I should have prefaced this whole article with the note that I hardly ever actually fully read any of the papers or blog posts I see here. If I see, for example, a new WGS variant caller published, I’ll glance at the figures benchmarking it against GATK and FreeBayes, and skim through the documentation on the GitHub README or BioConductor vignette.

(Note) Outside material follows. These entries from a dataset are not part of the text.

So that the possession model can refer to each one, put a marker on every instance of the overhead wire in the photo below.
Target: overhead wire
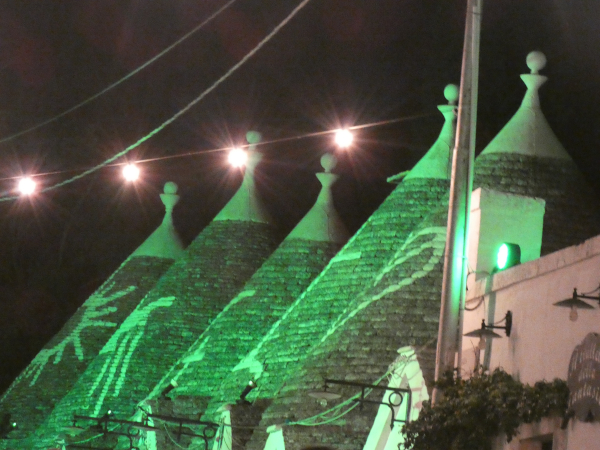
(182, 111)
(121, 80)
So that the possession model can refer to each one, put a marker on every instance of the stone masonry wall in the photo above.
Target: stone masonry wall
(56, 368)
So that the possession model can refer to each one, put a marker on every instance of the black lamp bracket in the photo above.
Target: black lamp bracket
(401, 393)
(587, 295)
(507, 327)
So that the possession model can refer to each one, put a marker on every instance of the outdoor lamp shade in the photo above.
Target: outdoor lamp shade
(573, 302)
(508, 255)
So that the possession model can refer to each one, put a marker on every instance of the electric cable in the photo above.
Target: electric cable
(222, 149)
(121, 80)
(181, 111)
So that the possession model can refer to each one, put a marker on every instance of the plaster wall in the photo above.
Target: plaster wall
(543, 338)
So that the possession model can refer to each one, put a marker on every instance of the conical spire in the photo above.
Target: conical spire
(245, 205)
(164, 242)
(528, 131)
(436, 162)
(322, 222)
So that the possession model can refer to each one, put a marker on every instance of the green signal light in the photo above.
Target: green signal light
(508, 255)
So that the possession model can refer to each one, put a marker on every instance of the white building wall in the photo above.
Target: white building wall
(543, 338)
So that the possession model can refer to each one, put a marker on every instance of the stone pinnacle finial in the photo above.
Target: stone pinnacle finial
(328, 162)
(436, 162)
(164, 242)
(322, 222)
(536, 61)
(528, 131)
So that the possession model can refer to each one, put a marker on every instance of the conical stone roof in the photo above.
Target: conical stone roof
(281, 351)
(56, 368)
(400, 308)
(262, 301)
(167, 321)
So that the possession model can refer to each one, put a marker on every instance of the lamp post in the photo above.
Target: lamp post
(461, 185)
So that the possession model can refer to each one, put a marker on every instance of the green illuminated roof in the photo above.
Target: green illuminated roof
(436, 162)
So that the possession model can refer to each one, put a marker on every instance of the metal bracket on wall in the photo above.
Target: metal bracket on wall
(134, 429)
(394, 400)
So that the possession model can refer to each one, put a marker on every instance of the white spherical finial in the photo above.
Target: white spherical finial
(451, 93)
(536, 61)
(170, 188)
(328, 162)
(253, 137)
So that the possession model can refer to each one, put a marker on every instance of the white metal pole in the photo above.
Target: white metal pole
(461, 185)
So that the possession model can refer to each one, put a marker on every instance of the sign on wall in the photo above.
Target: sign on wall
(584, 379)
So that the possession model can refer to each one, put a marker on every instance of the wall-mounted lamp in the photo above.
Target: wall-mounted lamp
(508, 255)
(485, 332)
(393, 401)
(324, 395)
(251, 385)
(575, 303)
(6, 426)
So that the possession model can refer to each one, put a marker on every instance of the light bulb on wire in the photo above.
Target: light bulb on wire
(131, 172)
(343, 138)
(237, 157)
(26, 186)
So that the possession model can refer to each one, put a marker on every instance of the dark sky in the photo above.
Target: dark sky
(347, 62)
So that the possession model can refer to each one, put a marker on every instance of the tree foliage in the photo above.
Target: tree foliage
(475, 410)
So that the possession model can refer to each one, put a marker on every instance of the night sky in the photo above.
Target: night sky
(338, 62)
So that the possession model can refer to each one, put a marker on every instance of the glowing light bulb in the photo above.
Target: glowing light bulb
(131, 172)
(343, 138)
(26, 186)
(573, 315)
(237, 157)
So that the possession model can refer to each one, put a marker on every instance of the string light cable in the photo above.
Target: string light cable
(224, 149)
(123, 79)
(182, 111)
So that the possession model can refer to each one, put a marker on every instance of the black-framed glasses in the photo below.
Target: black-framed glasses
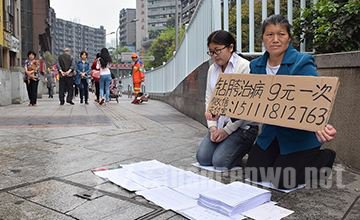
(216, 51)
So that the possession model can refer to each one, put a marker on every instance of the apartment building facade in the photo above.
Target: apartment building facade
(10, 33)
(78, 37)
(187, 10)
(153, 17)
(127, 30)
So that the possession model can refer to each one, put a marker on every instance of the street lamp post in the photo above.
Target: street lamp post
(117, 44)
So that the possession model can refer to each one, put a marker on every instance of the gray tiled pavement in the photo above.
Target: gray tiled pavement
(47, 153)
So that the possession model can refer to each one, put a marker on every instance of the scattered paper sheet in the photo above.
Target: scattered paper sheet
(271, 186)
(180, 190)
(268, 211)
(168, 198)
(199, 212)
(212, 169)
(149, 164)
(170, 176)
(193, 190)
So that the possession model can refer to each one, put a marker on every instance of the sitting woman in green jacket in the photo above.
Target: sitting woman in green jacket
(279, 150)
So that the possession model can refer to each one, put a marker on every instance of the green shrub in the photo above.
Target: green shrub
(331, 26)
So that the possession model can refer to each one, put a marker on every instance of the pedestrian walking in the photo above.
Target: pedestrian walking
(66, 80)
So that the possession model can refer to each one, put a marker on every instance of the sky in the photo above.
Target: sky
(92, 13)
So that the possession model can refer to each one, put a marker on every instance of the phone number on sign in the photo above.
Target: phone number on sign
(301, 114)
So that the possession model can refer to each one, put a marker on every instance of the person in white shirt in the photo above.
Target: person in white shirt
(227, 141)
(103, 64)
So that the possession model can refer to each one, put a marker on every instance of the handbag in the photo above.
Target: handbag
(95, 74)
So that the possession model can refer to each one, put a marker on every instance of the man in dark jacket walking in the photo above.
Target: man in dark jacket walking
(66, 80)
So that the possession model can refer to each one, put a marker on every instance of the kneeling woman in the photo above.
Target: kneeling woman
(283, 155)
(227, 142)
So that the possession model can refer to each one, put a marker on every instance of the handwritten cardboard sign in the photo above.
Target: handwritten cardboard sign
(302, 102)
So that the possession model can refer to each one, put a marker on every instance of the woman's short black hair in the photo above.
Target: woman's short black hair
(223, 38)
(276, 20)
(105, 57)
(83, 52)
(31, 52)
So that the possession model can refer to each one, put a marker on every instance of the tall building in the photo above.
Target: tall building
(10, 33)
(35, 27)
(142, 25)
(127, 30)
(78, 37)
(187, 10)
(52, 23)
(153, 16)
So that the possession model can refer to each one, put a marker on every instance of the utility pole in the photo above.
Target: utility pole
(176, 25)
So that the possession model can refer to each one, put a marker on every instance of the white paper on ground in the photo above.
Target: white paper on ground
(201, 213)
(105, 173)
(234, 198)
(212, 169)
(271, 186)
(193, 190)
(268, 211)
(170, 176)
(150, 164)
(125, 178)
(168, 198)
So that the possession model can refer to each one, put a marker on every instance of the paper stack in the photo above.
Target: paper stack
(234, 198)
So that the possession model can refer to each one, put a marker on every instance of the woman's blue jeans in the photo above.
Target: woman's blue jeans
(105, 82)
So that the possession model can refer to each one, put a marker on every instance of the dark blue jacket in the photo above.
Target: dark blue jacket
(290, 140)
(82, 67)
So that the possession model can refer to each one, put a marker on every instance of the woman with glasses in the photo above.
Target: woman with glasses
(226, 142)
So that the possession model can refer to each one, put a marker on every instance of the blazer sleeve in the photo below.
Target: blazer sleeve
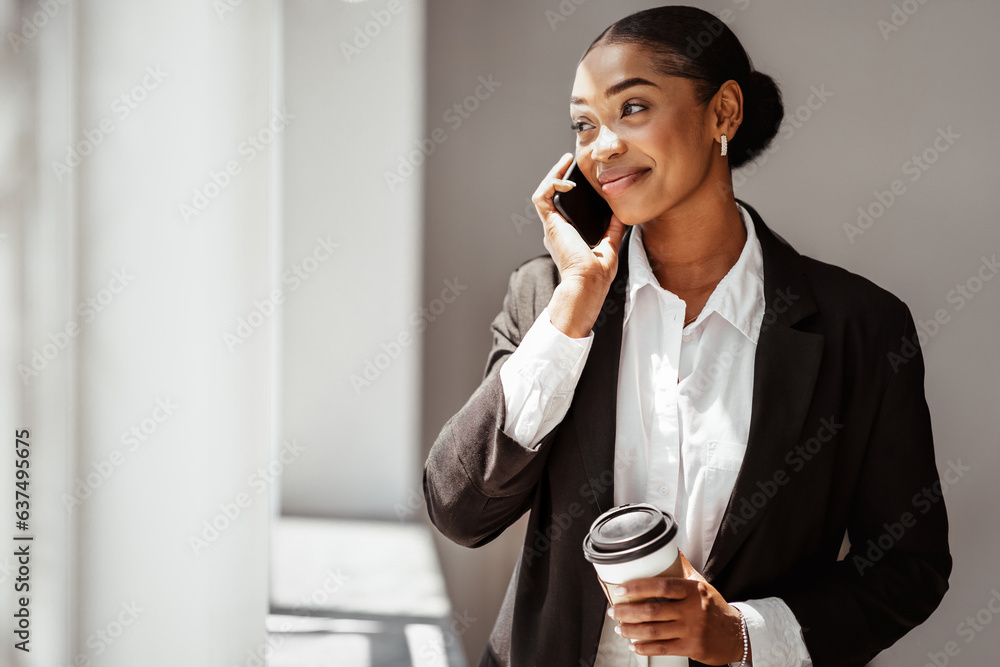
(897, 569)
(477, 480)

If either of these is missing or falls short, that’s usually enough for me to ignore the publication completely (don’t underestimate the importance of good documentation!).

It’s taken me a decade to compile and continually hone this list of resources to the things that I find useful and relevant. This is what works for me, now, in 2017. It’s not a one-size-fits-all, and the 2018-me will probably have a somewhat different list, but I hope you’ll find it useful. If your interests are similar to what I’ve discussed here, how do you stay current? What have I left out? Let me know in the comments!